Saturday 2 July 2011

Corruption

William Flew
In a speech yesterday marking the 90th anniversary of the founding of the Chinese Communist Party, President Hu Jintao railed against a stubborn characteristic of his country’s economy. Corruption, he said, would cost the party the trust and support of China’s people (see page 44). There is no infallible remedy to corruption but there is a reliable palliative, and China’s rulers should take it. It is to expand democratic rights.
Since China introduced market reforms in 1978, the economy has expanded at breakneck pace. It is now the world’s second-largest economy, having grown by an average of 9.3 per cent a year between 1989 and 2010. Its experience confirms that a market economy does not require political democracy in order to succeed. But capitalism combined with autocracy tends to produce covert and corrupt relations between government and the wealthy.
The relationship is inescapable.
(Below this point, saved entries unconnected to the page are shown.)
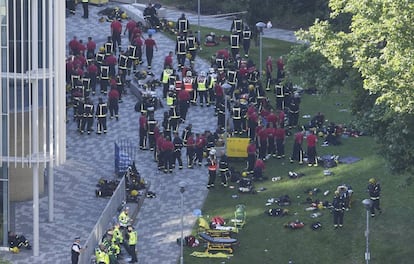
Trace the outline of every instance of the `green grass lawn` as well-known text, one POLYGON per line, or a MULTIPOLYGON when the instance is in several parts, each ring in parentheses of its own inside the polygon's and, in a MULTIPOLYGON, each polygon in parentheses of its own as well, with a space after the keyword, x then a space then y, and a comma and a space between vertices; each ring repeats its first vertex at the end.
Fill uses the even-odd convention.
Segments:
MULTIPOLYGON (((216 35, 228 34, 202 28, 201 35, 210 31, 216 35)), ((264 39, 264 58, 271 55, 276 58, 288 53, 290 43, 264 39)), ((209 59, 215 50, 225 47, 222 43, 214 48, 203 47, 200 56, 209 59)), ((259 50, 252 43, 251 58, 258 62, 259 50)), ((263 59, 264 61, 265 59, 263 59)), ((308 95, 302 97, 300 116, 311 115, 321 111, 326 119, 340 124, 349 124, 354 118, 349 111, 351 93, 332 93, 330 95, 308 95)), ((269 94, 274 101, 274 96, 269 94)), ((300 118, 304 124, 309 119, 300 118)), ((321 143, 323 139, 320 139, 321 143)), ((257 194, 241 194, 236 189, 223 189, 216 187, 211 190, 202 208, 205 217, 222 216, 229 224, 233 218, 235 206, 244 204, 247 209, 247 223, 237 234, 240 242, 235 247, 234 255, 228 259, 220 258, 196 258, 190 256, 193 251, 203 251, 201 245, 198 248, 185 248, 185 263, 288 263, 292 259, 294 263, 365 263, 364 252, 366 238, 366 210, 361 201, 368 197, 366 187, 368 179, 376 177, 382 186, 381 207, 383 214, 370 218, 370 251, 372 263, 412 263, 414 251, 411 244, 414 241, 413 231, 410 228, 411 218, 414 212, 412 201, 414 199, 412 177, 405 175, 392 175, 387 169, 385 161, 377 153, 377 146, 369 136, 358 138, 343 138, 339 146, 317 147, 318 155, 335 154, 339 156, 356 156, 361 158, 354 164, 340 164, 332 168, 333 176, 324 176, 323 167, 307 167, 298 164, 290 164, 288 157, 292 151, 292 137, 287 139, 285 160, 271 159, 266 162, 265 175, 271 179, 281 176, 282 180, 272 182, 256 182, 255 187, 265 187, 266 190, 257 194), (302 172, 304 177, 290 179, 289 171, 302 172), (335 230, 333 228, 332 214, 328 209, 321 212, 323 215, 312 219, 311 212, 305 211, 308 207, 304 204, 307 197, 322 201, 332 201, 333 192, 338 185, 351 185, 354 190, 351 210, 345 213, 344 227, 335 230), (305 190, 318 188, 320 193, 309 196, 305 190), (323 195, 325 190, 330 194, 323 195), (232 198, 237 194, 238 198, 232 198), (285 217, 270 217, 264 214, 269 208, 279 207, 273 205, 267 207, 265 203, 269 198, 281 195, 289 195, 292 204, 286 207, 289 215, 285 217), (284 227, 290 221, 300 220, 305 227, 300 230, 291 230, 284 227), (310 224, 320 221, 322 228, 313 231, 310 224)), ((245 162, 233 160, 231 166, 245 167, 245 162)), ((233 183, 234 186, 237 186, 233 183)), ((193 208, 195 209, 195 208, 193 208)), ((194 228, 194 232, 196 227, 194 228)))

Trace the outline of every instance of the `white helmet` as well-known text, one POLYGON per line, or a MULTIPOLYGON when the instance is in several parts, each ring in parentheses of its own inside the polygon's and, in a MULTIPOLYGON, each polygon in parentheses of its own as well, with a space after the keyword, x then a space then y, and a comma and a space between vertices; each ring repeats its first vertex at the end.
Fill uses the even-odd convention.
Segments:
POLYGON ((210 155, 216 155, 216 149, 212 148, 209 152, 210 155))
POLYGON ((200 72, 200 76, 205 77, 206 76, 206 72, 205 71, 200 72))
POLYGON ((187 71, 187 72, 185 73, 185 76, 187 76, 187 77, 191 77, 191 75, 193 75, 193 73, 192 73, 191 71, 187 71))
POLYGON ((209 73, 214 73, 214 68, 209 68, 209 69, 208 69, 208 72, 209 72, 209 73))

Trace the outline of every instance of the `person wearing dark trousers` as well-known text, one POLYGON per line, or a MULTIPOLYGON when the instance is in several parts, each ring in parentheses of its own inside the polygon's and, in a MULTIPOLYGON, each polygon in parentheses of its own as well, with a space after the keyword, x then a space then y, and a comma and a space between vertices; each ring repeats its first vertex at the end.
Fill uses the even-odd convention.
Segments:
POLYGON ((146 112, 139 117, 139 149, 147 150, 148 120, 146 112))
POLYGON ((171 142, 169 136, 165 137, 165 141, 163 142, 163 150, 164 150, 164 172, 165 173, 172 173, 174 164, 173 164, 173 154, 174 154, 174 143, 171 142))
POLYGON ((333 222, 334 228, 342 227, 344 224, 344 210, 345 210, 345 203, 341 196, 339 195, 339 191, 335 191, 335 196, 332 201, 333 207, 333 222))
POLYGON ((210 150, 208 157, 208 183, 207 189, 214 188, 217 175, 217 159, 215 151, 210 150))
POLYGON ((145 55, 147 56, 147 65, 148 69, 151 69, 152 65, 152 58, 154 57, 154 48, 156 51, 158 51, 157 44, 155 43, 155 40, 152 39, 152 34, 148 35, 148 38, 144 41, 145 45, 145 55))
POLYGON ((129 263, 137 263, 137 250, 136 245, 138 241, 137 231, 134 230, 132 226, 128 226, 127 233, 126 233, 127 243, 125 245, 128 254, 131 256, 131 260, 129 263))
POLYGON ((256 143, 250 140, 247 146, 247 171, 253 173, 254 164, 256 163, 256 143))
POLYGON ((89 0, 82 0, 83 18, 89 17, 89 0))
POLYGON ((371 216, 375 217, 375 210, 378 210, 380 214, 382 213, 382 210, 380 208, 381 185, 377 182, 375 178, 369 179, 368 193, 369 198, 372 201, 371 216))
MULTIPOLYGON (((87 247, 85 247, 87 248, 87 247)), ((81 252, 83 252, 85 249, 81 247, 80 245, 80 237, 75 237, 75 241, 72 244, 71 249, 71 260, 72 264, 78 264, 79 263, 79 255, 81 252)))
POLYGON ((96 134, 102 134, 107 132, 106 127, 106 115, 108 113, 108 104, 99 98, 98 105, 96 106, 95 116, 98 119, 96 134))
POLYGON ((69 10, 70 14, 76 14, 75 0, 66 0, 66 8, 69 10))
POLYGON ((318 159, 316 157, 316 143, 318 138, 315 135, 314 129, 310 131, 310 134, 306 137, 306 142, 308 145, 307 154, 308 154, 308 166, 318 166, 318 159))
POLYGON ((191 132, 189 132, 188 137, 184 142, 186 142, 185 145, 187 147, 187 166, 189 169, 192 169, 195 158, 195 139, 191 132))
POLYGON ((302 142, 303 142, 303 132, 299 131, 295 134, 292 156, 290 157, 290 163, 298 161, 299 164, 303 164, 302 142))
POLYGON ((112 87, 111 91, 108 93, 108 109, 110 113, 110 119, 115 117, 118 121, 119 115, 119 92, 116 87, 112 87))
POLYGON ((81 134, 85 131, 88 135, 92 132, 93 126, 93 115, 94 115, 95 107, 93 102, 90 99, 86 99, 85 104, 83 105, 83 118, 82 118, 82 127, 81 127, 81 134))
POLYGON ((183 169, 183 160, 181 158, 181 150, 183 148, 183 140, 179 137, 178 132, 174 132, 174 158, 173 158, 173 166, 175 166, 175 162, 178 161, 178 169, 183 169))
POLYGON ((219 162, 219 171, 221 177, 221 185, 227 187, 229 175, 229 162, 226 155, 221 156, 219 162))

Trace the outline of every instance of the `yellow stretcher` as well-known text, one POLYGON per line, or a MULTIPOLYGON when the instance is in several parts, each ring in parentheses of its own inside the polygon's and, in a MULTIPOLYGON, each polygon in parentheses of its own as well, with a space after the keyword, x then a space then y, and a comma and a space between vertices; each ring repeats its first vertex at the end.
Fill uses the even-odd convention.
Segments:
POLYGON ((233 233, 238 233, 236 227, 223 227, 218 229, 210 228, 209 223, 203 217, 198 218, 198 232, 206 233, 211 237, 231 237, 233 233))
POLYGON ((233 246, 238 243, 237 239, 230 237, 212 237, 206 233, 199 233, 201 239, 207 242, 206 252, 210 251, 227 251, 233 253, 233 246))

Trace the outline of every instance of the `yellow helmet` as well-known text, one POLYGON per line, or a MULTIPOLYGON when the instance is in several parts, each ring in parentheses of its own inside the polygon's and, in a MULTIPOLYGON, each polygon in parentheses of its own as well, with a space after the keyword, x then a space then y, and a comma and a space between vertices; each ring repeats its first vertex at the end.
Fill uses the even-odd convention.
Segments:
POLYGON ((189 59, 189 60, 191 60, 191 58, 193 57, 190 53, 187 53, 186 55, 185 55, 185 57, 187 58, 187 59, 189 59))
POLYGON ((99 52, 105 52, 105 47, 100 47, 99 52))
POLYGON ((242 172, 242 177, 247 177, 247 171, 242 172))
POLYGON ((339 196, 339 191, 335 191, 335 196, 339 196))
POLYGON ((127 13, 125 13, 125 12, 124 12, 124 13, 122 13, 121 18, 122 18, 122 19, 127 19, 127 18, 128 18, 127 13))
POLYGON ((137 190, 132 190, 131 191, 131 196, 137 196, 138 195, 138 191, 137 190))
POLYGON ((319 136, 319 137, 323 137, 323 136, 324 136, 323 132, 322 132, 322 131, 320 131, 320 132, 318 133, 318 136, 319 136))
POLYGON ((253 91, 254 90, 254 85, 253 84, 250 84, 249 85, 249 91, 253 91))
POLYGON ((377 182, 377 180, 375 178, 371 178, 371 179, 369 179, 368 182, 371 183, 371 184, 375 184, 377 182))
POLYGON ((172 22, 172 21, 168 21, 168 26, 169 26, 169 27, 173 27, 173 26, 174 26, 174 22, 172 22))
POLYGON ((20 249, 18 247, 12 247, 12 248, 10 248, 10 252, 12 252, 14 254, 17 254, 17 253, 20 252, 20 249))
An efficient economy requires the rule of law, transparency and enforceable property rights. Otherwise lenders will be reluctant to commit resources and business will require inducements to invest. The gap is filled by corruption and secrecy. The decentralisation of economic power without corresponding political accountability has produced not just inefficiencies but horrors. In an infamous case in 2008, local officials attempted to cover up the poisoning of tens of thousands of babies by the products of Sanlu Group, a state-owned dairy.
A system that lacks public accountability has economic as well as human costs. If China’s economy is to meet the demands of its expanding middle class, the party may yet find its historic role superseded. It will not be too soon.